Вопрос задан 11.11.2018 в 01:49. Предмет Химия. Спрашивает Статов Игорь.

Помогите !!!!!!! При действии избытка брома на 0,2 моль бензола получили 29.83 г бромбензолу.

Определите массовое долю выхода бромбензолу от теоретического (в%).

Перейти к ответам

Отвечу на вопрос мгновенно! Нейросеть ChatGPT. Жми!

Ответы на вопрос

Внимание! Ответы на вопросы дают живые люди. Они могут содержать ошибочную информацию, заблуждения, а также ответы могут быть сгенерированы нейросетями.

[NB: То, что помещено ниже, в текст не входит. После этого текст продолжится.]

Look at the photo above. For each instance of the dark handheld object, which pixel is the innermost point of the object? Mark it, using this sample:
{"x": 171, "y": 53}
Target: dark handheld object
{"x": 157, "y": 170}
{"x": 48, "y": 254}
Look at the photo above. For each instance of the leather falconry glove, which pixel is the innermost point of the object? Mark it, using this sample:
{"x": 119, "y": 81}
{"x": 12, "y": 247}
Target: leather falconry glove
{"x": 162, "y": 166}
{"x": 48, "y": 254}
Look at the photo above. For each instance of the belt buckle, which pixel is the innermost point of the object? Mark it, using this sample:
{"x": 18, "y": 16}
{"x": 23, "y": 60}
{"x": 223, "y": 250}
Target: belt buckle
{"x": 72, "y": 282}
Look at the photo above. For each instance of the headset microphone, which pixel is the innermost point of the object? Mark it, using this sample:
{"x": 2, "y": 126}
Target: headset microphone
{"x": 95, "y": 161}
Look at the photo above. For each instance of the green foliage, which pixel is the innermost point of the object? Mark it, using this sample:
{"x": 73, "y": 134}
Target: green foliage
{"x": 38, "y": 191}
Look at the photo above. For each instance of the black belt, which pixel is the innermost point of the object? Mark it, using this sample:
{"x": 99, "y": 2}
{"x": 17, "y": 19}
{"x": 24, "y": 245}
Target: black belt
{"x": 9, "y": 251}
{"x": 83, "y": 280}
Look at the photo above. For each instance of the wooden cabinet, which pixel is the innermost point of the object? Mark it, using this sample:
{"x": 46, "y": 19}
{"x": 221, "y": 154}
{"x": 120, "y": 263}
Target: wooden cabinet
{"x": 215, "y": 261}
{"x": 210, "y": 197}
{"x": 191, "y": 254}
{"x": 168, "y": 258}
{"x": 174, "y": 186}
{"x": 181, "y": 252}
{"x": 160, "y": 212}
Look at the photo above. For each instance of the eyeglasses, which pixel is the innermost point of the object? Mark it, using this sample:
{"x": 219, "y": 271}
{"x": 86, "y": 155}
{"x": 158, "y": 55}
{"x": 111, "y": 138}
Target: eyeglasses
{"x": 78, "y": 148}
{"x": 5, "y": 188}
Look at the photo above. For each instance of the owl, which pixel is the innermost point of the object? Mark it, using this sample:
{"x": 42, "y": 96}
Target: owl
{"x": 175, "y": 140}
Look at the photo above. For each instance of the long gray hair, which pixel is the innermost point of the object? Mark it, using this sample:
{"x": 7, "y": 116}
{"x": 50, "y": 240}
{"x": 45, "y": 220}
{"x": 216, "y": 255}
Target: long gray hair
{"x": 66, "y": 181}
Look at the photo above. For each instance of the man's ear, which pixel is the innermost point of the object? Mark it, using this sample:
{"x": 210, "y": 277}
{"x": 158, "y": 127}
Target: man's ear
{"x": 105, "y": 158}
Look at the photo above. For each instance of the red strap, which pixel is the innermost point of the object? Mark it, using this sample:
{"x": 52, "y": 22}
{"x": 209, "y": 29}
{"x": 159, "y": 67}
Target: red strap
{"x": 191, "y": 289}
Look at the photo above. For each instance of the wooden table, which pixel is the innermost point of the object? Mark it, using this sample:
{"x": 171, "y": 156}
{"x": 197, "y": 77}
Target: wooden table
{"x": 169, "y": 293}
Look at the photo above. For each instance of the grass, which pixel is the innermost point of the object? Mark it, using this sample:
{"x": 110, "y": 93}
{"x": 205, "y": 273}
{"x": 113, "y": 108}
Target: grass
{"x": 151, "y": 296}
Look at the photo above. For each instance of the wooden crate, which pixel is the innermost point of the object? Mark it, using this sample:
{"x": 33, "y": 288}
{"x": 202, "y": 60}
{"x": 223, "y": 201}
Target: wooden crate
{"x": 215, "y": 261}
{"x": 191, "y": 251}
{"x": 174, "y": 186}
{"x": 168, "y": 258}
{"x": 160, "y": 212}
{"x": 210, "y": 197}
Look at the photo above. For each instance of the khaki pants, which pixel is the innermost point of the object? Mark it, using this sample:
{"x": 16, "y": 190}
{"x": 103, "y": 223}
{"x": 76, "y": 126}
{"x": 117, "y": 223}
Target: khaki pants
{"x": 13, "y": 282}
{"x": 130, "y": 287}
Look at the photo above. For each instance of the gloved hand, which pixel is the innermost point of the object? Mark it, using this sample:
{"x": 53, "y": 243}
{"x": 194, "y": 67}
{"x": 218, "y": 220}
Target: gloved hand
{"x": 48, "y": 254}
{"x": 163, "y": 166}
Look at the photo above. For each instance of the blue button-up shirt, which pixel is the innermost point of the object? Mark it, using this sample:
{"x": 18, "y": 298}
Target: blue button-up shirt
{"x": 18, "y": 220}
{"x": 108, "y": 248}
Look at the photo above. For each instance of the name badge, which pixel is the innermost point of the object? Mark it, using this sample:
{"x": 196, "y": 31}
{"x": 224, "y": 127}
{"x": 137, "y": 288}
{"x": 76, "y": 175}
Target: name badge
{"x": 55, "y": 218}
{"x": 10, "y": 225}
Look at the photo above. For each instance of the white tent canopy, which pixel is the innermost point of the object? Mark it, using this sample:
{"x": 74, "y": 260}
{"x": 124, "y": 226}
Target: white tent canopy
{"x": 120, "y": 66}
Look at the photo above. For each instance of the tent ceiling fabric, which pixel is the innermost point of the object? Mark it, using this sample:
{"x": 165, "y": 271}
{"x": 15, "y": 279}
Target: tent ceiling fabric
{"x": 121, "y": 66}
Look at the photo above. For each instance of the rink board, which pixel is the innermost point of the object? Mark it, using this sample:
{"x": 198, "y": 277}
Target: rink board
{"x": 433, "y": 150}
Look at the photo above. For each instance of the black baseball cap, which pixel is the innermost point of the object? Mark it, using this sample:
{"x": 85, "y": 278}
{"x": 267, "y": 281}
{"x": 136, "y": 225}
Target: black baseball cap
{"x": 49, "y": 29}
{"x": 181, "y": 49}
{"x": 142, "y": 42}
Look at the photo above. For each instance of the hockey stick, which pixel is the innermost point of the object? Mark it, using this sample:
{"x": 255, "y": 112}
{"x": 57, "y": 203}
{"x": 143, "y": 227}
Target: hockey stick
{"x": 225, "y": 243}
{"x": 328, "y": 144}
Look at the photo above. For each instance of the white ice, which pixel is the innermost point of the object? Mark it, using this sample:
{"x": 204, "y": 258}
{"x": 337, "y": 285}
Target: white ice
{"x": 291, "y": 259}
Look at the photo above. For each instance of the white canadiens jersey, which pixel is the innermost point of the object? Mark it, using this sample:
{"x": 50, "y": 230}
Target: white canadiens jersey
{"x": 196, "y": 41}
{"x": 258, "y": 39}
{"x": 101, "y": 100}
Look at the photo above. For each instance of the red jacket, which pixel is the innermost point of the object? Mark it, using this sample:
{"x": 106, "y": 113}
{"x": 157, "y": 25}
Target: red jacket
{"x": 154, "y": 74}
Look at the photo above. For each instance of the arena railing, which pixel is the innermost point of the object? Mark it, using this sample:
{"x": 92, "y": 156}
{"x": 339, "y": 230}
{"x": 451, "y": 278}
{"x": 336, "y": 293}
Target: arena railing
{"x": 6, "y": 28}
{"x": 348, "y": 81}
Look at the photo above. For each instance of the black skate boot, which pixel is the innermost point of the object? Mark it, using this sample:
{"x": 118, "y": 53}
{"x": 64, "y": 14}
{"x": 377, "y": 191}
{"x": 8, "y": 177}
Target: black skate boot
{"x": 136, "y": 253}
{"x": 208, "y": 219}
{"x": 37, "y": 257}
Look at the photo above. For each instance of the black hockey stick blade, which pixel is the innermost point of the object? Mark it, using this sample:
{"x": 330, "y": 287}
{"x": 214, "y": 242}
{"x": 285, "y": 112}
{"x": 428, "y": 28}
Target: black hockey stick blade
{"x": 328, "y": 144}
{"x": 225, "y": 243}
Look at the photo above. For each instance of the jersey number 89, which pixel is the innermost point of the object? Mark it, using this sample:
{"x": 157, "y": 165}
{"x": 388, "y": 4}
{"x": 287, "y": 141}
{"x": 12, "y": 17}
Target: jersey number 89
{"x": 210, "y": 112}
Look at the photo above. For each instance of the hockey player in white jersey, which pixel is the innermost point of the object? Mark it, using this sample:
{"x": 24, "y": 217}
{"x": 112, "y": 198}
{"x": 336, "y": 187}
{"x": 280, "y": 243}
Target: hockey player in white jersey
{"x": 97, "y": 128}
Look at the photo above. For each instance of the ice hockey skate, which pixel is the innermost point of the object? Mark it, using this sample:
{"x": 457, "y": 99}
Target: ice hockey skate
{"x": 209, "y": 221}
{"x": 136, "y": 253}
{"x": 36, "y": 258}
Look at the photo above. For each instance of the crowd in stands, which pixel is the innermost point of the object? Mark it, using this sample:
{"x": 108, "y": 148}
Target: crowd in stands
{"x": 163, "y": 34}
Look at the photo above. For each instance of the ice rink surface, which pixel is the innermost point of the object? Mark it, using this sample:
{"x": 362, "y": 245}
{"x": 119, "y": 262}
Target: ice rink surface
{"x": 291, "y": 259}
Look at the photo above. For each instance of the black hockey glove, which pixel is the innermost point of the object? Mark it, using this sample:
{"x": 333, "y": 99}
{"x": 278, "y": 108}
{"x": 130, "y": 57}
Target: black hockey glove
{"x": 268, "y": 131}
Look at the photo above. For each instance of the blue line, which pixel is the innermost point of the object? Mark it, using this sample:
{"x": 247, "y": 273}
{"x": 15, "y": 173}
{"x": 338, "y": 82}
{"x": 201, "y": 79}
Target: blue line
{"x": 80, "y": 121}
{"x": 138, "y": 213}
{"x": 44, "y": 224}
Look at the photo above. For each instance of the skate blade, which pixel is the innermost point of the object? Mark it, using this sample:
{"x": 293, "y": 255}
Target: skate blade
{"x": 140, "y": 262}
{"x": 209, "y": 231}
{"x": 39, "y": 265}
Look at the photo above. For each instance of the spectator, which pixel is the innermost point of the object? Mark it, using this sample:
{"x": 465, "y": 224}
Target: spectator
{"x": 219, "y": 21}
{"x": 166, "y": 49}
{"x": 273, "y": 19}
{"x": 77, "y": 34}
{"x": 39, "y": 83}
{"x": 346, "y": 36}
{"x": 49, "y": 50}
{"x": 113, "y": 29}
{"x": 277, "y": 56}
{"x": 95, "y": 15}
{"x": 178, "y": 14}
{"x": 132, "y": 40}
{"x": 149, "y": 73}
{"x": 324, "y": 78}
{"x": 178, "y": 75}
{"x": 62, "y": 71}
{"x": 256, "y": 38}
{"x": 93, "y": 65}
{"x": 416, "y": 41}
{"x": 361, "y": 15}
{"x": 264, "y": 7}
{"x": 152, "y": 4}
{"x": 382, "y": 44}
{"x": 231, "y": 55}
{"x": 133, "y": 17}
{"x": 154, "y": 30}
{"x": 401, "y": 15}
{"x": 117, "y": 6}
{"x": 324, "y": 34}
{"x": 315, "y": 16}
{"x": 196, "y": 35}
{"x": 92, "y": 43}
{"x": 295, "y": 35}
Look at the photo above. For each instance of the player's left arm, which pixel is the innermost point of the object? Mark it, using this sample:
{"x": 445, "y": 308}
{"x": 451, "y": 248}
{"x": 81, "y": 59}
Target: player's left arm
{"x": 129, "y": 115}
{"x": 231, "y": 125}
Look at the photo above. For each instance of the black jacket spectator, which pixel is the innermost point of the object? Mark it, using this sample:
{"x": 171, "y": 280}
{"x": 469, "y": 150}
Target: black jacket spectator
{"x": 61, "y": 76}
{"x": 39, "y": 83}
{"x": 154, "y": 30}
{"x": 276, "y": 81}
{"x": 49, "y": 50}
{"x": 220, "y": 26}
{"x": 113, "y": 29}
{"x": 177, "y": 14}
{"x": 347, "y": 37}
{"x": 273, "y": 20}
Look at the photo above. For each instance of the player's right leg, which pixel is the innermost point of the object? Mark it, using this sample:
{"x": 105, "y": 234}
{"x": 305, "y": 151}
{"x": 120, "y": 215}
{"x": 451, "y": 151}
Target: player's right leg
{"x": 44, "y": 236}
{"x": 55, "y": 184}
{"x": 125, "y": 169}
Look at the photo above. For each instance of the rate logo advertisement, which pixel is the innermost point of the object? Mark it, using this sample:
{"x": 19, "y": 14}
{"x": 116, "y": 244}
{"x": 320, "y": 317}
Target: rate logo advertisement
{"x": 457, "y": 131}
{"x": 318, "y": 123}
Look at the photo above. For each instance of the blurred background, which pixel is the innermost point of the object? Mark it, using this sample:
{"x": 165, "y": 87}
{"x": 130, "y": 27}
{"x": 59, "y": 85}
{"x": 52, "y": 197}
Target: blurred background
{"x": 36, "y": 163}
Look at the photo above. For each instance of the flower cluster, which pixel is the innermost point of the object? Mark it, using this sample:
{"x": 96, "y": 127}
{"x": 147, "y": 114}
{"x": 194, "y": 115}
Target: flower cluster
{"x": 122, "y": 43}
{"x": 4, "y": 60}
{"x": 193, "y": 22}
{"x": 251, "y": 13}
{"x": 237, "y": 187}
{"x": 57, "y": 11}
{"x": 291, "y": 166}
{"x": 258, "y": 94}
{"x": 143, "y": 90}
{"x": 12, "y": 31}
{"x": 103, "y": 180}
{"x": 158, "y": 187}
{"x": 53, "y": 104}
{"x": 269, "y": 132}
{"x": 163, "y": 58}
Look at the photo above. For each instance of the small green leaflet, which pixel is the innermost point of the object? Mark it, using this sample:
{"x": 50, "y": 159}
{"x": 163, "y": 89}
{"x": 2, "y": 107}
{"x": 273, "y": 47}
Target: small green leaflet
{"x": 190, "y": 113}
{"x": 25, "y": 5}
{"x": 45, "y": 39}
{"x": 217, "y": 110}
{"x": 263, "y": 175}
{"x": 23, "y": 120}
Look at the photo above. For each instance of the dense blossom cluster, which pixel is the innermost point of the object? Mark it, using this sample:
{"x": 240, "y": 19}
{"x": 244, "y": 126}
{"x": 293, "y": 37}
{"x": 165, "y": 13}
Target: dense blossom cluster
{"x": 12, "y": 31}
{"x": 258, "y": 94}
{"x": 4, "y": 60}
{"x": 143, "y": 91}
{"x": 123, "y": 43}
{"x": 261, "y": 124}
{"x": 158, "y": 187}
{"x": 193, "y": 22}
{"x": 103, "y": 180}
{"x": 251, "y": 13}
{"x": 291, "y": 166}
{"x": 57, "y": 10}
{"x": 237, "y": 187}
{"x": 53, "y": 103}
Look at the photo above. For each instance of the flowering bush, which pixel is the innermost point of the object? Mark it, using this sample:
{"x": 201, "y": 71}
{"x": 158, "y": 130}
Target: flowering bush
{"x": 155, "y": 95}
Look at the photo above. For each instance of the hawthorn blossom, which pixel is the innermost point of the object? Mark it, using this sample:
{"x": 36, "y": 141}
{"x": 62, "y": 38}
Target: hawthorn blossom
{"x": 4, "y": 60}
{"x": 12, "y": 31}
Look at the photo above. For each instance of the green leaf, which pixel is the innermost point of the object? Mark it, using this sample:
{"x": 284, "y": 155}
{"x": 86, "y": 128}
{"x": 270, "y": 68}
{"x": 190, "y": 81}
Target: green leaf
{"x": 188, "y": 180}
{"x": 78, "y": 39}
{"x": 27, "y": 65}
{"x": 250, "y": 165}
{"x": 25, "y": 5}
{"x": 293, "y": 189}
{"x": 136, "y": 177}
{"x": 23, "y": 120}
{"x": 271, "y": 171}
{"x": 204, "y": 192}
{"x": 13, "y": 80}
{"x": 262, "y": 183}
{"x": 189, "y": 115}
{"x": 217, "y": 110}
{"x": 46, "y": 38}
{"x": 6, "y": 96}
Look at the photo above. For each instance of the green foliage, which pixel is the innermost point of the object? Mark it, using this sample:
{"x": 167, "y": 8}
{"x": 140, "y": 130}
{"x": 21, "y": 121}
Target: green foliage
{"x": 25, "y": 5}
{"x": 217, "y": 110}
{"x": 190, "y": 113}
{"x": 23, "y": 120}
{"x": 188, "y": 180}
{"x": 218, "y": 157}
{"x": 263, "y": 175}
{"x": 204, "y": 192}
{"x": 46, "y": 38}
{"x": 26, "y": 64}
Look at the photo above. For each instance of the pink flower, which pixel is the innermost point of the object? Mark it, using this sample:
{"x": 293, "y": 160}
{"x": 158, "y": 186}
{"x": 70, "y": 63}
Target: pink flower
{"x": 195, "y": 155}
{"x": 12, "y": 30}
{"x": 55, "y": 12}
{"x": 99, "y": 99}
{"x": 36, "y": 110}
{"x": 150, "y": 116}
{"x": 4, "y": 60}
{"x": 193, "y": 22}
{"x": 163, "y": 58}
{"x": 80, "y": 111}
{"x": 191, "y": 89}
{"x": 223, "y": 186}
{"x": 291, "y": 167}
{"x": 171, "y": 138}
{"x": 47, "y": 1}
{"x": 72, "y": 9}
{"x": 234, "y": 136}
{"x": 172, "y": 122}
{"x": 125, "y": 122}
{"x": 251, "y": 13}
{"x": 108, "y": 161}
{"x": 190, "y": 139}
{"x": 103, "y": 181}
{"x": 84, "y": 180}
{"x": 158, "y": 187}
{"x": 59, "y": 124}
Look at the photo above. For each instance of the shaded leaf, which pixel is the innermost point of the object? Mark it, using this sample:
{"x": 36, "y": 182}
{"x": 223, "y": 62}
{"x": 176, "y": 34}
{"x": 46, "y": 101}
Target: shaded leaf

Будьте внимательны. Если вы уверены, что ответ неверный, нажмите кнопку "Пожаловаться" под ответом.

Отвечает Степанов Саша.

C₆H₆ + Br₂ → C₆H₅-Br + HBr --( катализатор FeBr₃)
n(C₆H₆) = n(C₆H₅-Br)
m(C₆H₅-Br) = 0,2 моль * 157 г/моль = 31,4 г. -- теоретический выход бромбензола
η = m(практ)/m(теорет) * 100% = 29,83 г/31,4 г. *100% = 95%

Отвечает нейросеть ChatGpt. Будьте внимательны, ответы нейросети могут содержать ошибочные или выдуманные данные.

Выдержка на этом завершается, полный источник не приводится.